VIII. Ambulatory BP measurement


  1. Ambulatory BP readings can be used in the diagnosis of hypertension (grade C).
  2. ABPM should be considered when an office-induced increase in BP is suspected in treated patients with:
    1. BP that is not below target despite receiving appropriate chronic antihypertensive therapy (grade C);
    2. symptoms suggestive of hypotension (grade C); or
    3. fluctuating office BP readings (grade D).
  3. Physicians should use only ABPM devices that have been validated independently using established protocols (grade D).
  4. Therapy adjustment should be considered in patients with a 24 h ambulatory SBP of 130 mmHg or higher or DBP of 80 mmHg or higher, or an awake SBP of 135 mmHg or higher or DBP of 85 mmHg or higher (grade D).
  5. The magnitude of changes in nocturnal BP should be taken into account in any decision to prescribe or withhold drug therapy based on ambulatory BP (grade C) because a decrease in nocturnal blood pressure of less than 10% is associated with increased risk of cardiovascular events.


There are no new recommendations in this section.

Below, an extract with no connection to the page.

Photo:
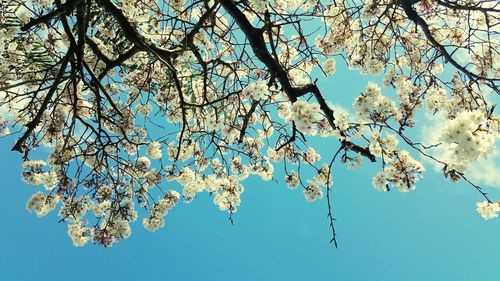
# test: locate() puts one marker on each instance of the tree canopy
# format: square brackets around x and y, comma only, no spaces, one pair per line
[128,97]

IX. Role of echocardiography


  1. Routine echocardiographic evaluation of all hypertensive patients is not recommended (grade D).
  2. An echocardiogram for assessment of left ventricular hypertrophy is useful in selected cases to help define the future risk of cardiovascular events (grade C).
  3. Echocardiographic assessment of left ventricular mass, as well as systolic and diastolic left ventricular function, is recommended for hypertensive patients suspected to have left ventricular dysfunction or coronary artery disease (grade D).
  4. Patients with hypertension and evidence of heart failure should have an objective assessment of left ventricular ejection fraction, either by echocardiogram or nuclear imaging (grade D).


This section was updated in 2006 (13) and there are no new changes in 2009.


The CHEP Recommendations Task Force will continue to monitor the published literature and update these guidelines annually based on new developments in the literature and feedback from stakeholders and other users of these recommendations.